Non-Profit vs. For-Profit
Interestingly, people were much more likely to subscribe to the research newsletter when the organization was a for-profit company (63.1%) instead of a nonprofit (53.4%) (p = 0.049; V = 0.10, a small standardized effect size); however, people were much more likely to contribute financially when the organization was a nonprofit ($10.85 per person, on average) instead of a company ($0.58 per person, on average) (p = 0.043; d = 0.20, a small std. effect size). The revenue result actually becomes more precise and statistically significant when we exclude one outlier in the data—an individual in the nonprofit-friend-mainstream condition willingness to donate $1,000. The average excluding this data point is $5.98 for nonprofit, $0.58 for company (p < 0.001; d = 0.53, a medium std. effect size).
Friends vs.

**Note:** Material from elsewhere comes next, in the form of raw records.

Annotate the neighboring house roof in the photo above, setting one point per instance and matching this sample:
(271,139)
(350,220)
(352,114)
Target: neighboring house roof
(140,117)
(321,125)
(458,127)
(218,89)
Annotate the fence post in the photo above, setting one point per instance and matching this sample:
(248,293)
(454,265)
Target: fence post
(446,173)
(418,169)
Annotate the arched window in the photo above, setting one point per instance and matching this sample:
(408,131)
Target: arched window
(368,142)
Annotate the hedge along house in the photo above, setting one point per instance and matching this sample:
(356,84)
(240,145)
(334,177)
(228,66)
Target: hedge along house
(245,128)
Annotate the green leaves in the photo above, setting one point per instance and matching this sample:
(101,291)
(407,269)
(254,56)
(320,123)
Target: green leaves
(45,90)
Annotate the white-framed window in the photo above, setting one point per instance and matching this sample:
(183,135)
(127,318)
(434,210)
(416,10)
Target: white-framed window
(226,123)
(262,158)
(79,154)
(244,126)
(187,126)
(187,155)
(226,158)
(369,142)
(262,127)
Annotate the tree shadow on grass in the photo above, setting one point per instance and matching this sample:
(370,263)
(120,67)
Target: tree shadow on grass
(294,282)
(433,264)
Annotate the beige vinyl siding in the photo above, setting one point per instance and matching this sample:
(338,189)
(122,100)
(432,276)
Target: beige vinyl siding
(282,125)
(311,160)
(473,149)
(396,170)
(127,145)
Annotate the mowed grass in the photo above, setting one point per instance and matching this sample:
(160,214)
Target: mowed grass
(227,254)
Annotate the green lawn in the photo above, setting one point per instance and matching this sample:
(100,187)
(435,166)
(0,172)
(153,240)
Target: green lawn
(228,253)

Acquaintances
It may not be too surprising, but people were also significantly more likely to subscribe to the research newsletter when it was run by a friend (69.5%) instead of an acquaintance (47.0%) (p < 0.001) (V = 0.23, a small-to-medium effect size). In terms of revenue, people were also more likely to contribute financially to an organization run by a friend ($10.27) instead of a company ($1.37) (p = 0.079; d = 0.18), particularly when our generous outlier was excluded (friend = $5.29; acquaintance = $1.37; p < 0.001; d = 0.38, a small-to-medium std. effect size).
Mainstream vs. Edgy
Despite the appeal of edgy research, people still seem to favor more mainstream research. Significantly more people indicated that they’d subscribe to mainstream research like psychology experiments and effects of social media on mental health (64.2%) vs. edgy research on phone call anxiety and ratings’ effects on mental health (52.2%) (p = 0.015; V = 0.12, small effect size). However, the difference in revenue between mainstream research ($8.68) and edgy research ($2.91) was not significant (p = 0.255), particularly when our outlier was excluded between mainstream ($3.73) and edgy ($2.91) (p = .435).

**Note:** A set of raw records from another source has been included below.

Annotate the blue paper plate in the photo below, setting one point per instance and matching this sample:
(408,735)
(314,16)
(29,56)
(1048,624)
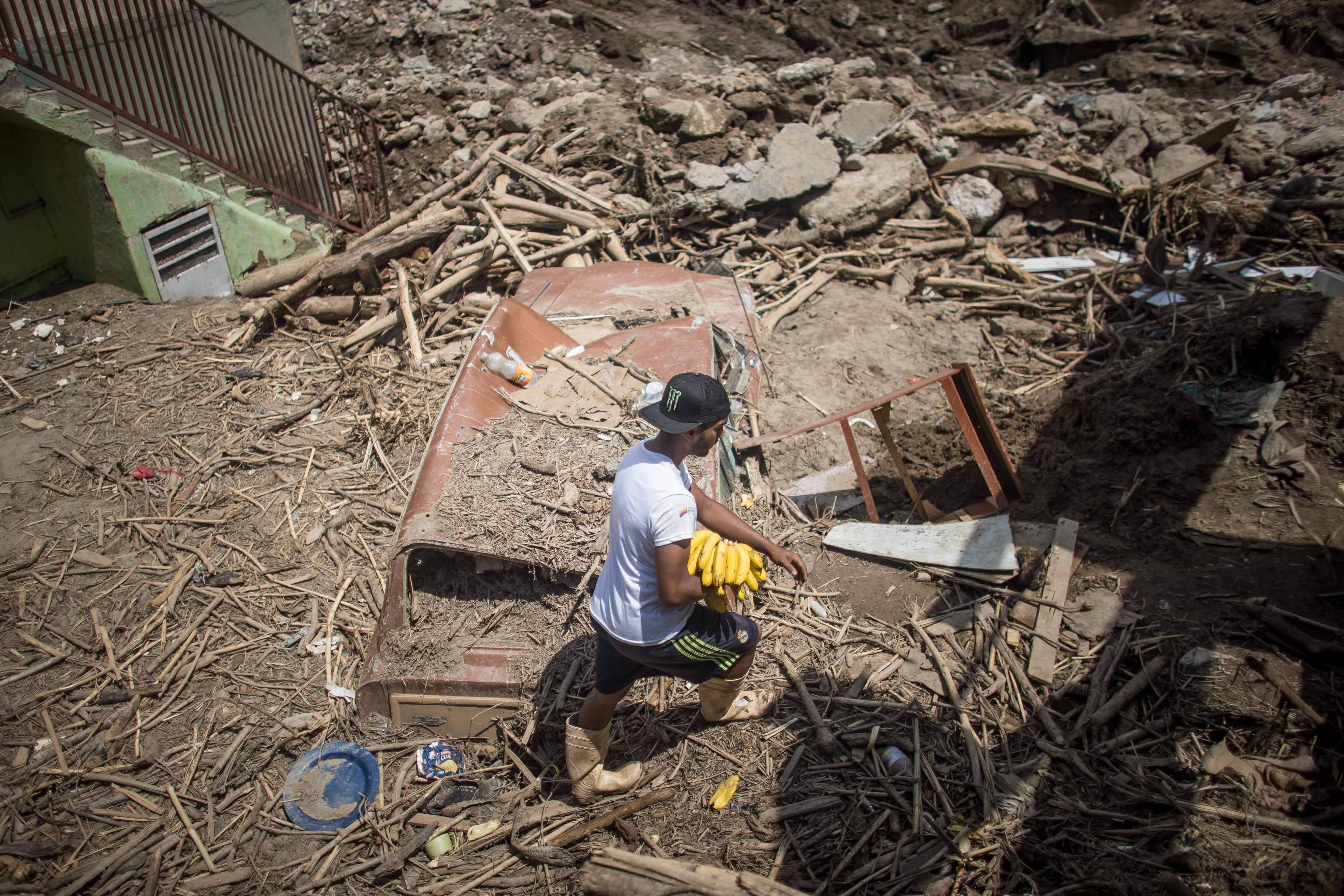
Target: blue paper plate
(331,786)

Conclusion: The Best Combination
So, what's the best combination? Forming a nonprofit and soliciting friends is particularly powerful, per Figure 3 below. The average intended donation for a friend’s research nonprofit was $9.42 per person, relative to $0.23 for an acquaintance’s company (p < 0.001). Although not every organization has the ability or willingness to be not-for-profit, those that do may want to seriously consider this impactful form of organizing. And although most organizations eventually need to expand beyond their circle of friends, those with an abundance of friends have a great place to start.

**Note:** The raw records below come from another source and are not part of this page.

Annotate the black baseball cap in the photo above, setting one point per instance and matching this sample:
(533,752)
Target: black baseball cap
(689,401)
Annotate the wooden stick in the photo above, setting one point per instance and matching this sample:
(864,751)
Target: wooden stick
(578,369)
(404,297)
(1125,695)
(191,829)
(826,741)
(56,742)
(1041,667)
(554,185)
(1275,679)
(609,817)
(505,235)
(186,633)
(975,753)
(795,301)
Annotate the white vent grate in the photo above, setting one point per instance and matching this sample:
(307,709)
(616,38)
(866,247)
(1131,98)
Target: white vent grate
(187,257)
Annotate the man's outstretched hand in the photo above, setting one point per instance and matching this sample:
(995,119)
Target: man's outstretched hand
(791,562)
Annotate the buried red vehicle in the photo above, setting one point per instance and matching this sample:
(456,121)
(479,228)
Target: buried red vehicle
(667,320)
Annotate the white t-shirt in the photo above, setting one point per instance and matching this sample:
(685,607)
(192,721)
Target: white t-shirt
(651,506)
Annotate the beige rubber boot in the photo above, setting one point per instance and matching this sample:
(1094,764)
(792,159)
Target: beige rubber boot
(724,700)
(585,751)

To test for significant differences in subscriber rates between each conditions, we used a statistical test called a Chi-squared test. This test is commonly used to measure differences between two categorical variables, such as nonprofit vs. company and subscribe vs. don’t. For significant differences, the Chi-square statistic would be large and its corresponding “p-value” would be small. If the p-value is less than 0.05, we consider the difference statistically significant. We then measure the size of those differences using a statistic called “Cramer’s V,” which is a standardized effect size that makes the differences more comparable across groups (e.g., comparing a difference of 1% vs. 10% to 51% vs. 60%). An effect size of 0.10 is small, 0.3 is medium, and 0.5 or more is large.
To test for significant differences in revenue, two-sample t-tests were used with p < .05 indicating significance. Standardized effect sizes were measured via “Cohen’s d” where d = 0.20 is small, 0.50 is medium, and 0.80+ is large. Including or excluding participants who viewed the scenario for at least 10 seconds did not significantly change the results. For more details about this study, including the pre-registration, survey materials, and data, check out our page on the Open Science Framework.